The status of that lawsuit was not immediately clear.
The deputies’ union, the Association for Los Angeles Deputy Sheriffs, did not immediately respond to a request for comment.
The charges against Pineda follow years of troubling allegations against the sheriff's department and its deputies.
In August, another deputy, Sean Essex, 51, was indicted on charges of sexually assaulting four girls in a case that prosecutors had declined to pursue a decade ago.
Last year, a state civil rights investigation was opened into the sheriff’s department over allegations of excessive force. A spokesperson for the state attorney general’s office said last month that the investigation continues and that officials could not comment further as a result.
The department has also been criticized for “deputy gangs,” which a report released last year by Loyola Law School numbered at 18.
Department officials shot and killed Andres Guardado, 18, in June 2020. An independent autopsy his family released in July said he was shot five times in the back.

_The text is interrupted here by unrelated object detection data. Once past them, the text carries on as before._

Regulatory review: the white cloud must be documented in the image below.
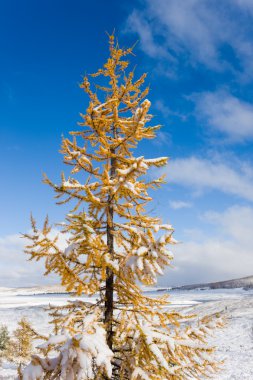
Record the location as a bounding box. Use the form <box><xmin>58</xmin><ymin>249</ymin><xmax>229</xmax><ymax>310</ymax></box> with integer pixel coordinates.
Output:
<box><xmin>161</xmin><ymin>206</ymin><xmax>253</xmax><ymax>285</ymax></box>
<box><xmin>193</xmin><ymin>91</ymin><xmax>253</xmax><ymax>141</ymax></box>
<box><xmin>127</xmin><ymin>0</ymin><xmax>253</xmax><ymax>76</ymax></box>
<box><xmin>170</xmin><ymin>201</ymin><xmax>192</xmax><ymax>210</ymax></box>
<box><xmin>165</xmin><ymin>157</ymin><xmax>253</xmax><ymax>201</ymax></box>
<box><xmin>0</xmin><ymin>231</ymin><xmax>65</xmax><ymax>287</ymax></box>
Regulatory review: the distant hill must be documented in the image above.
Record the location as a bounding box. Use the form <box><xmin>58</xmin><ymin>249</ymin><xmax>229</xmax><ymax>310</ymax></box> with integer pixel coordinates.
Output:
<box><xmin>172</xmin><ymin>276</ymin><xmax>253</xmax><ymax>290</ymax></box>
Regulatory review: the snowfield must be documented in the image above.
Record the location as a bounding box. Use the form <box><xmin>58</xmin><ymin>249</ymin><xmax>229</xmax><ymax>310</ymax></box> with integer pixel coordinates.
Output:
<box><xmin>0</xmin><ymin>288</ymin><xmax>253</xmax><ymax>380</ymax></box>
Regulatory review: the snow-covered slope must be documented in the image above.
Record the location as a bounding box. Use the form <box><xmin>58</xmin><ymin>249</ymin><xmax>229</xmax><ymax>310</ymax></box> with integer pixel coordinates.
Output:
<box><xmin>173</xmin><ymin>276</ymin><xmax>253</xmax><ymax>290</ymax></box>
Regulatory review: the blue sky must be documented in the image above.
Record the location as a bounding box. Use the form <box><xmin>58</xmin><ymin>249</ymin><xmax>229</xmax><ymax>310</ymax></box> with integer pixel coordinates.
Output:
<box><xmin>0</xmin><ymin>0</ymin><xmax>253</xmax><ymax>286</ymax></box>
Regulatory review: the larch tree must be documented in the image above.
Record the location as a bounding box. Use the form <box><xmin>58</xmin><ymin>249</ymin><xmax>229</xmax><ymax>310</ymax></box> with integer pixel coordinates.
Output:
<box><xmin>20</xmin><ymin>36</ymin><xmax>220</xmax><ymax>380</ymax></box>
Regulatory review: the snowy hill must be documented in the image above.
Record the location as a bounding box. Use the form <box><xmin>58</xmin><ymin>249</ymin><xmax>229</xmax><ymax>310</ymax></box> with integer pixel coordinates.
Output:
<box><xmin>172</xmin><ymin>276</ymin><xmax>253</xmax><ymax>290</ymax></box>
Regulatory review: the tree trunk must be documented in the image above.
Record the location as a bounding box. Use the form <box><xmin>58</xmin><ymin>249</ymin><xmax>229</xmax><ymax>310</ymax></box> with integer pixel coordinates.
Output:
<box><xmin>104</xmin><ymin>144</ymin><xmax>115</xmax><ymax>349</ymax></box>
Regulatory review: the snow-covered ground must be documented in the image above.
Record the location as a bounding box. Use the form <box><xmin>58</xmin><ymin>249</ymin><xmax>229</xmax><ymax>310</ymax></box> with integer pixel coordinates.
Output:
<box><xmin>0</xmin><ymin>288</ymin><xmax>253</xmax><ymax>380</ymax></box>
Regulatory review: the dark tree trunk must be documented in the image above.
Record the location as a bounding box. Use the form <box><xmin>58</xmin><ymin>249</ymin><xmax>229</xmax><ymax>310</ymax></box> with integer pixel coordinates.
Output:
<box><xmin>104</xmin><ymin>141</ymin><xmax>115</xmax><ymax>349</ymax></box>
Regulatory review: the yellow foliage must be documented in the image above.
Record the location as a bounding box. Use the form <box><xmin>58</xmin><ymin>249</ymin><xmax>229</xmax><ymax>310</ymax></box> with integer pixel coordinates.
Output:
<box><xmin>21</xmin><ymin>36</ymin><xmax>221</xmax><ymax>380</ymax></box>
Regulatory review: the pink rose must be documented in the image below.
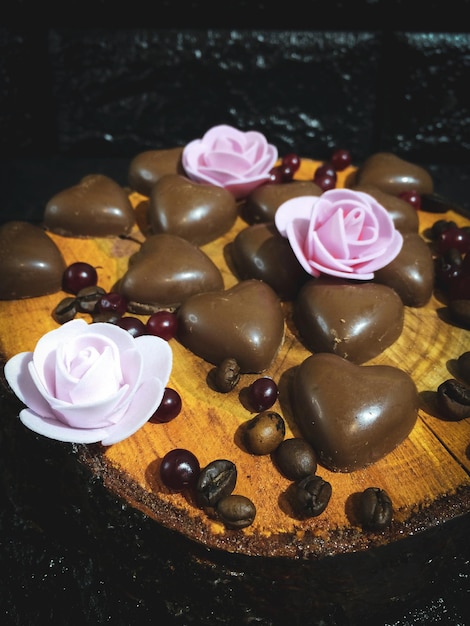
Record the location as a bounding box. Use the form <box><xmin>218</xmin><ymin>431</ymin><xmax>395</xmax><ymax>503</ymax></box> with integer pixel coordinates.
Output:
<box><xmin>275</xmin><ymin>189</ymin><xmax>403</xmax><ymax>280</ymax></box>
<box><xmin>5</xmin><ymin>319</ymin><xmax>172</xmax><ymax>445</ymax></box>
<box><xmin>182</xmin><ymin>125</ymin><xmax>277</xmax><ymax>198</ymax></box>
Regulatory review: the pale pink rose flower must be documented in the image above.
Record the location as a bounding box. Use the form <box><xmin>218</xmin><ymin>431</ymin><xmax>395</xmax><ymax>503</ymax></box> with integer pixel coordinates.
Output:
<box><xmin>275</xmin><ymin>189</ymin><xmax>403</xmax><ymax>280</ymax></box>
<box><xmin>5</xmin><ymin>319</ymin><xmax>173</xmax><ymax>445</ymax></box>
<box><xmin>182</xmin><ymin>124</ymin><xmax>278</xmax><ymax>199</ymax></box>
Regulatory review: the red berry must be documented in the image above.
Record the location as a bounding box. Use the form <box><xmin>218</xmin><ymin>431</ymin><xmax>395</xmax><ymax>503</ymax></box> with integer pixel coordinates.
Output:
<box><xmin>150</xmin><ymin>387</ymin><xmax>182</xmax><ymax>424</ymax></box>
<box><xmin>330</xmin><ymin>150</ymin><xmax>351</xmax><ymax>172</ymax></box>
<box><xmin>147</xmin><ymin>311</ymin><xmax>178</xmax><ymax>341</ymax></box>
<box><xmin>248</xmin><ymin>376</ymin><xmax>279</xmax><ymax>411</ymax></box>
<box><xmin>160</xmin><ymin>448</ymin><xmax>201</xmax><ymax>491</ymax></box>
<box><xmin>62</xmin><ymin>261</ymin><xmax>98</xmax><ymax>295</ymax></box>
<box><xmin>398</xmin><ymin>190</ymin><xmax>421</xmax><ymax>209</ymax></box>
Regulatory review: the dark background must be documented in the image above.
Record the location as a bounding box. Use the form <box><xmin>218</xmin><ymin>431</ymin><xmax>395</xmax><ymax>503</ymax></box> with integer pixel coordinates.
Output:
<box><xmin>0</xmin><ymin>0</ymin><xmax>470</xmax><ymax>626</ymax></box>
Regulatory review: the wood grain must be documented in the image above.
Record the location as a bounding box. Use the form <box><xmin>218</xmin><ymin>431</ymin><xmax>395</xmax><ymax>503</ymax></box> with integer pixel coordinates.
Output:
<box><xmin>0</xmin><ymin>161</ymin><xmax>470</xmax><ymax>558</ymax></box>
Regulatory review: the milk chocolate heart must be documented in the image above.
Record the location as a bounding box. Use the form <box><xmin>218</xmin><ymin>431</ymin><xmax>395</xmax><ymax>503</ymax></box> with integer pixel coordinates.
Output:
<box><xmin>118</xmin><ymin>235</ymin><xmax>224</xmax><ymax>314</ymax></box>
<box><xmin>127</xmin><ymin>148</ymin><xmax>183</xmax><ymax>196</ymax></box>
<box><xmin>178</xmin><ymin>280</ymin><xmax>284</xmax><ymax>373</ymax></box>
<box><xmin>294</xmin><ymin>277</ymin><xmax>404</xmax><ymax>363</ymax></box>
<box><xmin>44</xmin><ymin>174</ymin><xmax>135</xmax><ymax>237</ymax></box>
<box><xmin>354</xmin><ymin>185</ymin><xmax>419</xmax><ymax>233</ymax></box>
<box><xmin>292</xmin><ymin>354</ymin><xmax>419</xmax><ymax>472</ymax></box>
<box><xmin>355</xmin><ymin>152</ymin><xmax>433</xmax><ymax>196</ymax></box>
<box><xmin>0</xmin><ymin>221</ymin><xmax>66</xmax><ymax>300</ymax></box>
<box><xmin>241</xmin><ymin>180</ymin><xmax>322</xmax><ymax>224</ymax></box>
<box><xmin>148</xmin><ymin>174</ymin><xmax>238</xmax><ymax>246</ymax></box>
<box><xmin>374</xmin><ymin>233</ymin><xmax>434</xmax><ymax>307</ymax></box>
<box><xmin>229</xmin><ymin>223</ymin><xmax>310</xmax><ymax>300</ymax></box>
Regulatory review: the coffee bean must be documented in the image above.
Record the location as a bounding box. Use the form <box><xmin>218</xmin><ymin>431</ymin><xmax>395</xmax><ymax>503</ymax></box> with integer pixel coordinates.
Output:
<box><xmin>52</xmin><ymin>296</ymin><xmax>77</xmax><ymax>324</ymax></box>
<box><xmin>245</xmin><ymin>411</ymin><xmax>286</xmax><ymax>454</ymax></box>
<box><xmin>216</xmin><ymin>495</ymin><xmax>256</xmax><ymax>530</ymax></box>
<box><xmin>214</xmin><ymin>359</ymin><xmax>240</xmax><ymax>393</ymax></box>
<box><xmin>273</xmin><ymin>437</ymin><xmax>317</xmax><ymax>480</ymax></box>
<box><xmin>437</xmin><ymin>378</ymin><xmax>470</xmax><ymax>421</ymax></box>
<box><xmin>196</xmin><ymin>459</ymin><xmax>237</xmax><ymax>508</ymax></box>
<box><xmin>77</xmin><ymin>285</ymin><xmax>106</xmax><ymax>313</ymax></box>
<box><xmin>294</xmin><ymin>475</ymin><xmax>332</xmax><ymax>517</ymax></box>
<box><xmin>359</xmin><ymin>487</ymin><xmax>393</xmax><ymax>530</ymax></box>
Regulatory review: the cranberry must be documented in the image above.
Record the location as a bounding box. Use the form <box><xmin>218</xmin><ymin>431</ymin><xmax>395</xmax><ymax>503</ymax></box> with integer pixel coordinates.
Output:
<box><xmin>150</xmin><ymin>387</ymin><xmax>182</xmax><ymax>424</ymax></box>
<box><xmin>330</xmin><ymin>150</ymin><xmax>351</xmax><ymax>172</ymax></box>
<box><xmin>62</xmin><ymin>261</ymin><xmax>98</xmax><ymax>294</ymax></box>
<box><xmin>248</xmin><ymin>376</ymin><xmax>279</xmax><ymax>411</ymax></box>
<box><xmin>160</xmin><ymin>448</ymin><xmax>201</xmax><ymax>491</ymax></box>
<box><xmin>147</xmin><ymin>311</ymin><xmax>178</xmax><ymax>341</ymax></box>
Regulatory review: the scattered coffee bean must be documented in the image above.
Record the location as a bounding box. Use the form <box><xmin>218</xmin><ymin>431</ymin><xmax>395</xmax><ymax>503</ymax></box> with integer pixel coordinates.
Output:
<box><xmin>457</xmin><ymin>351</ymin><xmax>470</xmax><ymax>385</ymax></box>
<box><xmin>52</xmin><ymin>296</ymin><xmax>77</xmax><ymax>324</ymax></box>
<box><xmin>196</xmin><ymin>459</ymin><xmax>237</xmax><ymax>508</ymax></box>
<box><xmin>216</xmin><ymin>495</ymin><xmax>256</xmax><ymax>530</ymax></box>
<box><xmin>77</xmin><ymin>285</ymin><xmax>106</xmax><ymax>313</ymax></box>
<box><xmin>437</xmin><ymin>378</ymin><xmax>470</xmax><ymax>421</ymax></box>
<box><xmin>214</xmin><ymin>359</ymin><xmax>240</xmax><ymax>393</ymax></box>
<box><xmin>294</xmin><ymin>475</ymin><xmax>332</xmax><ymax>517</ymax></box>
<box><xmin>273</xmin><ymin>437</ymin><xmax>317</xmax><ymax>480</ymax></box>
<box><xmin>359</xmin><ymin>487</ymin><xmax>393</xmax><ymax>530</ymax></box>
<box><xmin>245</xmin><ymin>411</ymin><xmax>286</xmax><ymax>454</ymax></box>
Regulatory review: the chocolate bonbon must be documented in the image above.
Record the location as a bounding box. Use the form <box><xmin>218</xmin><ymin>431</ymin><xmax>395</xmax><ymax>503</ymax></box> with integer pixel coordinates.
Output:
<box><xmin>118</xmin><ymin>235</ymin><xmax>224</xmax><ymax>314</ymax></box>
<box><xmin>0</xmin><ymin>221</ymin><xmax>66</xmax><ymax>300</ymax></box>
<box><xmin>291</xmin><ymin>354</ymin><xmax>419</xmax><ymax>472</ymax></box>
<box><xmin>44</xmin><ymin>174</ymin><xmax>135</xmax><ymax>237</ymax></box>
<box><xmin>177</xmin><ymin>280</ymin><xmax>284</xmax><ymax>373</ymax></box>
<box><xmin>294</xmin><ymin>277</ymin><xmax>404</xmax><ymax>363</ymax></box>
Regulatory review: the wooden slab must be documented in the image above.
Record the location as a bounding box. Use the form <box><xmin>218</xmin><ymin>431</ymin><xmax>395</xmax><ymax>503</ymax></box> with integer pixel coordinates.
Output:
<box><xmin>0</xmin><ymin>161</ymin><xmax>470</xmax><ymax>558</ymax></box>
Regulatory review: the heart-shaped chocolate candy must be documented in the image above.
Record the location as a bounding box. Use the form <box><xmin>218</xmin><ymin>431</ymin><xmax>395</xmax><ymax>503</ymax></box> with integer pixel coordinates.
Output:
<box><xmin>44</xmin><ymin>174</ymin><xmax>135</xmax><ymax>237</ymax></box>
<box><xmin>118</xmin><ymin>235</ymin><xmax>224</xmax><ymax>314</ymax></box>
<box><xmin>354</xmin><ymin>185</ymin><xmax>419</xmax><ymax>233</ymax></box>
<box><xmin>292</xmin><ymin>354</ymin><xmax>419</xmax><ymax>472</ymax></box>
<box><xmin>148</xmin><ymin>174</ymin><xmax>238</xmax><ymax>246</ymax></box>
<box><xmin>230</xmin><ymin>223</ymin><xmax>310</xmax><ymax>300</ymax></box>
<box><xmin>355</xmin><ymin>152</ymin><xmax>433</xmax><ymax>196</ymax></box>
<box><xmin>127</xmin><ymin>148</ymin><xmax>183</xmax><ymax>196</ymax></box>
<box><xmin>177</xmin><ymin>280</ymin><xmax>284</xmax><ymax>373</ymax></box>
<box><xmin>294</xmin><ymin>277</ymin><xmax>404</xmax><ymax>363</ymax></box>
<box><xmin>241</xmin><ymin>180</ymin><xmax>322</xmax><ymax>224</ymax></box>
<box><xmin>0</xmin><ymin>221</ymin><xmax>66</xmax><ymax>300</ymax></box>
<box><xmin>374</xmin><ymin>233</ymin><xmax>434</xmax><ymax>307</ymax></box>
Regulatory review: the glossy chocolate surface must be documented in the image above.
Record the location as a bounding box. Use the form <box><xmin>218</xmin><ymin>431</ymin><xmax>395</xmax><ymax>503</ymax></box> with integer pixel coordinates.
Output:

Sheriff’s detectives placed a security hold on the county coroner’s conclusions, a move Sheriff Alex Villanueva defended as necessary to preserve the investigation’s integrity. But the coroner’s office launched a rare inquest that found Guardado’s death was a homicide, and the deputy who shot him declined to testify.
A few months after Guardado was killed, leaders of the U.S. House Oversight and Reform Committee demanded the Justice Department investigate the sheriff’s department, alleging the deputy cliques “adhere to white supremacist ideologies, belong to ‘criminal gangs,’ and engage in an ‘aggressive style of policing’ motivated by racism.”